Click to See Complete Forum and Search --> : Is it Unicode or Not ??


Bruce Hearder
May 15th, 1999, 04:35 AM
Hi all,

I have just started off programming with MFC, and I am trying to find a way to programatically determine if a file I am reading in (text file), is in UNICODE format or not..

Does anyone know of any code snippets that might show me how to do this ?

Any suggestions would be extremely appreciated..

Many thanks

Bruce Hearder
Perth, Australia

Rob Wainwright
May 17th, 1999, 03:49 PM
If it is just english strings within the text file, every odd character will be a null. However, if it is a real Unicode file all characters are potentially being used (and therefore it is going to be very difficult to tell).

Mark Veldt
June 22nd, 1999, 06:50 AM
I use this to determine if it is a textfile:
Returns in three ways (SUCCESS, FAILURE, IS_UNICODE)
Hope this helps

Mark


int is_text_file(LPSTR szFile)
{
FILE *stream;
int ch;

if (file_exists(szFile)!=SUCCESS)
{
return FAILURE;
}

int is_text = SUCCESS;
/* Open file to read */
if( (stream = fopen( szFile, "r" )) == NULL )
{
fclose( stream );
return FAILURE;
}

/* Read characters */
ch = fgetc( stream );
if (ch == 255)
{ //Unicode
while ((is_text==SUCCESS)&&( feof( stream ) == 0 ))
{
ch = fgetc( stream );
ch = fgetc( stream );
if ((ch < 9)&&(ch != EOF))
is_text = FAILURE;
}
if (is_text == SUCCESS)
{
is_text = IS_UNICODE;
}

}
else
{ //Ascii
while ((is_text==SUCCESS)&&( feof( stream ) == 0 ))
{
ch = fgetc( stream );
if ((ch < 9)&&(ch != EOF))
is_text = FAILURE;
}
}

fclose( stream );
return is_text;
}

David Smulders
December 27th, 2002, 03:02 PM
if (IsTextUnicode(UniString,Length,NULL))
{
AfxMessageBox("This is a UNICODE FILE");
}



http://msdn.microsoft.com/library/default.asp?url=/library/en-us/intl/unicode_81np.asp

Sam Hobbs
December 28th, 2002, 12:17 PM
I think there are samples (at least one sample) in the samples provided with VC. People often forget to look at those samples. I forget what sample but the two most likely are SUPERPAD and WORDPAD.

Sam Hobbs
December 28th, 2002, 03:19 PM
Originally posted by AlanMason
Hi,
Rob is correct in general. Without some convention to flag Unicode files, it would require elaborate heuristics to tell reliably. You would have to test the encodings for a number of common languages (Chinese, Russian, Arabic, etc.), both the traditional code page encodings as well as a possible unicode encoding. And of course, we're assuming we have a text (not binary) file here in the first place.

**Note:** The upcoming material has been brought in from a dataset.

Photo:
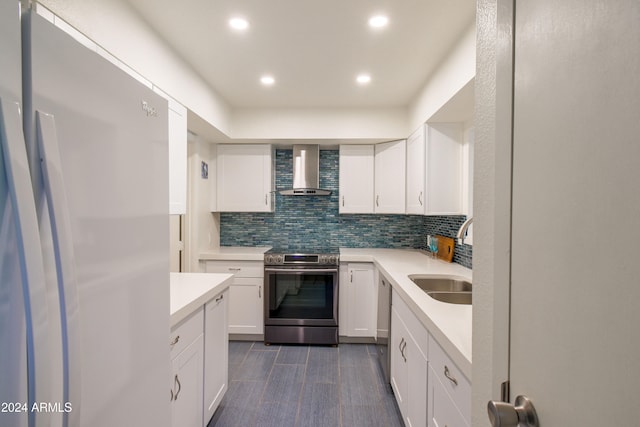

There is a convention that is increasingly used and may (I hope) become universal. This is the prepending of a Byte Order Mark (BOM) to the start of the file. Since unicode uses two bytes per glyph, byte order is very important if garbling is to be avoided (Intel machines are little-endian, most others are big-endian). The BOM tells the receiving end which byte order to use. The BOM is FEFF for big-endian, FFFE for little-endian. If everyone used this convention, all you'd need to do is check for a BOM at the start of the file. This works because the bytes FEFF, FFFE are not used in any encoding of any human text, though of course it fails for binary files.

I use heuristics for tests on unicode files that don't use the BOM convention. For example, html or xml files always contain markup code in English (this too may eventually change). So you can test for tags and then see whether the odd bytes are 0 or not. The Unicode Consortium (http://unicode.org) "is responsible for defining the behavior and relationships between Unicode characters, and providing technical information to implementers". In the "Specials" Code Chart is the following:FFFE <not a character>
• the value FFFE is guaranteed not to be a Unicode character at all
• may be used to detect byte order by contrast with FEFF which is a characterI was going to say something also about that character but I am nearly certain that the VC sample(s) use that character in the manner you describe.